20 Sep The joys of driving in Germany
Licenses, Autobahns and the best of German car designs
I’m not one to get excited about cars, but I believe in giving credit where credit is due, and Germany is inarguably a world-leader in the automotive spectrum. Regarded as one of the most innovative in the world, and with seven manufacturers holding some of the most famous names like Porsche and BMW, Germany has every reason to toot its own horn. But while there are many lists about the most exciting sports car or luxury car, I’m more interested in the eclectic models and other facets of German automotive culture that make it so fun, fun, fun on the Autobahn.
Rules of Driving on the Autobahn
Firstly, Kraftwerk got it right. It is really, really fun to drive on the Autobahn (albeit they were saying ‘fahren’ not ‘fun’) when there are no speed restrictions. It is freeing, and it still boggles my mind that even if you feel like you’re flying down the road (my top speed to date is 180km or 111mph) there is always somebody faster. While there are areas on the Autobahn that are a speed-limit free for all, there are still many places where there are speed limits to be adhered to, so you can’t just burn rubber whenever and wherever you feel like it. There’s also the issue of passing at high speeds. I was a bit surprised at the extreme adherence to the rule of never passing on the right. If you want to pass, you pass only on the left, and if they’re going too slowly, they’re supposed to move over, but you never pass on the right. This isn’t a rule that I’ve ever noticed to be upheld in the US.
Getting a German license
The great news for Americans is that you’re allowed to drive in Germany with your American license for up to 6 months.
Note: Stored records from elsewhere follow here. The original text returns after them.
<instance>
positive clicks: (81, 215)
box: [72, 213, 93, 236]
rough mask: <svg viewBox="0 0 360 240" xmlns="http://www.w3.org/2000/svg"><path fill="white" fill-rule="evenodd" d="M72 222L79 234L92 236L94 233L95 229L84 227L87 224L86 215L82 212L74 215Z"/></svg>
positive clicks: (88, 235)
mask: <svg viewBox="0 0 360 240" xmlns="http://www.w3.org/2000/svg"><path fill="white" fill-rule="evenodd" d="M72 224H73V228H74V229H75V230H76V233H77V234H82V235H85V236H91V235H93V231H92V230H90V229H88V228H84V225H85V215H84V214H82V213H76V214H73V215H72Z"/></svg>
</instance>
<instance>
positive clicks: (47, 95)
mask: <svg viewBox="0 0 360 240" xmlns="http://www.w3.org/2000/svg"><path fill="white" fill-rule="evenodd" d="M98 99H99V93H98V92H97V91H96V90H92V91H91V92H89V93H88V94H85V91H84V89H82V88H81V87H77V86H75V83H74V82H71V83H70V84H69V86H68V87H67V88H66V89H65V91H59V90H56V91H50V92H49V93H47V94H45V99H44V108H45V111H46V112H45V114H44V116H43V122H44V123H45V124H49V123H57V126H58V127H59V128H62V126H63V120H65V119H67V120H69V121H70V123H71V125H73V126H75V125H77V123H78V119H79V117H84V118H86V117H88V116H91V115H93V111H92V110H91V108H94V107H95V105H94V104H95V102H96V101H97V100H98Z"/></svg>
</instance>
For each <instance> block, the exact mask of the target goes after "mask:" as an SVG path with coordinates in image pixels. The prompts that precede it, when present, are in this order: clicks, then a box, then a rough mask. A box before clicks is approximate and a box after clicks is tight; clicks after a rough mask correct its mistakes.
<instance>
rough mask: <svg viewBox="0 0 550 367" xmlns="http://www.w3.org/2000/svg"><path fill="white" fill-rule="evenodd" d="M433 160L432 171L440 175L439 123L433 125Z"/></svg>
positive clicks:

If you want a German, license most of the states have an agreement for transferring over a license to a German one, and all of Canadian provinces have full-exchange agreements. If your state has an agreement, you just have to fill out a form and submit it to get a German license. It’s not all states, though, so that’s a bit annoying. But for those who do get the opportunity, it’s a huge luxury, because getting a license in Germany is way different than getting one in the states. Germany makes you take multiple classes, which aren’t cheap, before you take a test, which isn’t cheap, before you buy the license, which sits around $1,500 euros. It’s intense. Also, Germany, and Europe for that matter, are all about the standard transmission, so if you’ve only grown up driving an automatic, you’ll want to work on that before visiting or moving to Germany.
While rules of the road and other technical information is good to know, here’s the fun bit about the German automotive culture: Cars.
Let’s just go for gold right at the beginning. The cult classic amphibious car – the Amphicar Model 770. Created in 1961 to James Bond specifications, the Hanns Trippel design was built in Berlin’s Reinickendorf neighborhood and was a popular choice for novelty in 1960s film and television like Inspector Clouseau and the British series The Avengers. Also, considering how many lakes Berlin has, I don’t understand how this car isn’t en vogue in the city. If you lived on the canal you could just boat for part of the way to work, sounds great since people seem to be getting irritated with the traffic these days.
East German Trabant. Hang around Brandenburger Tor for a little while and you’re bound to see the Trabi-Safari’ caravan motoring down the roads. The iconic boxy car was the car of East Germany, and the process to get one was to register and wait. Wait time would be based on one’s proximity to Berlin, so it’s always been good to be a Berliner! The plastic framed “sparkplug with a roof” went out of fashion after reunification, but there’s now an annual Trabi race held in Washington DC to celebrate the fall of the wall, and with the resurgence of interest in East German culture from fashion to café décor, it has since regained its popularity as a cult favorite.
Honestly, I think this one is my favorite. The sheer ridiculousness of it reflects all the nostalgia that I have for a time I never knew. Produced from 1955 to 1964, the Messerschmitt has the creativity of the 60s and the practicality of the 50s. Rolling around on just three wheels, the strange structure is a bit of an aberration for German design in general, but it is said to have been quite easy to handle and cheap. It was all about creating a bit of chatter back in the day, so I can imagine it must have been fun to cruise around the city, and then safely park the collector’s item in the garage of an equally as eye-catching home.